Лишь одну могилу окружала железная ограда, к ней вела заросшая травой тропка; две молодые ели, посаженные по обоим ее концам, дали робкую, чахлую поросль, шумевшую у их корней. Но мы были не одни: молодая дама в белой широкой шляпе, с первого взгляда тонкая, как девушка, с белым широким поясом, перехватывающим узкую талию, смахнула что-то с немого камня, поправила ветку елки и, бросив на нас короткий взгляд своих лучистых, сверкающих слезами глаз, повернулась и, подозвав двух мальчиков, игравших поблизости, взяла их за руки и пошла в сторону станции. Что-то восточное угадывалось в скуластом, калмыцкого склада ее личике, как, впрочем, и в одном черноголовом мальчугане, зато у второго была соломенно-белая, такая встречается у финнов, шевелюра.

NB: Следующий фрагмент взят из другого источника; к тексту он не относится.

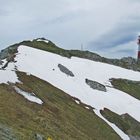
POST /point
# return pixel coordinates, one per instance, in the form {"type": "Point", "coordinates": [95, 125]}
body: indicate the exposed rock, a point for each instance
{"type": "Point", "coordinates": [65, 70]}
{"type": "Point", "coordinates": [134, 137]}
{"type": "Point", "coordinates": [95, 85]}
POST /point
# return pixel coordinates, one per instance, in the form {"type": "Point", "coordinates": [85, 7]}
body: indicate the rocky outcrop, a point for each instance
{"type": "Point", "coordinates": [95, 85]}
{"type": "Point", "coordinates": [65, 70]}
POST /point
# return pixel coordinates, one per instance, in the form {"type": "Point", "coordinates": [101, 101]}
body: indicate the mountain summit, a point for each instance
{"type": "Point", "coordinates": [51, 93]}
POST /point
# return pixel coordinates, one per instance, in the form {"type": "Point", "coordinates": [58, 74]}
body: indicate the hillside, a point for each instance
{"type": "Point", "coordinates": [65, 93]}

Я тоже постоял у могилы, пока звук их шагов не растаял в вечернем воздухе; желтые косые лучи заходящего солнца пробивались сквозь разрывы туч; раскаянье и радость теснились в моей душе. Неужели молитва и слезы бесплодны? Неужели любовь, светлая, преданная любовь не всесильна? О нет! Какое бы страстное, грешное, бунтующее сердце ни скрылось в могиле, цветы, растущие на ней, безмятежно глядят на нас своими невинными глазами: не об одном вечном спокойствии равнодушной природы говорят нам они; они говорят также о вечном примирении и о жизни бесконечной... Будут и лучшие времена, когда-нибудь, не сейчас, но настанет новая жизнь...

Мальчик давно ушел, я обернулся — никого не было. Солнце почти закатилось, его косые, заходящие лучи протискивались откуда-то оттуда, из-за линии горизонта, окрашивая все окрест в желтые тона печали и надежды; я вздохнул, бросил последний взгляд на немой камень и медленно побрел обратно по убитой ногами тропинке.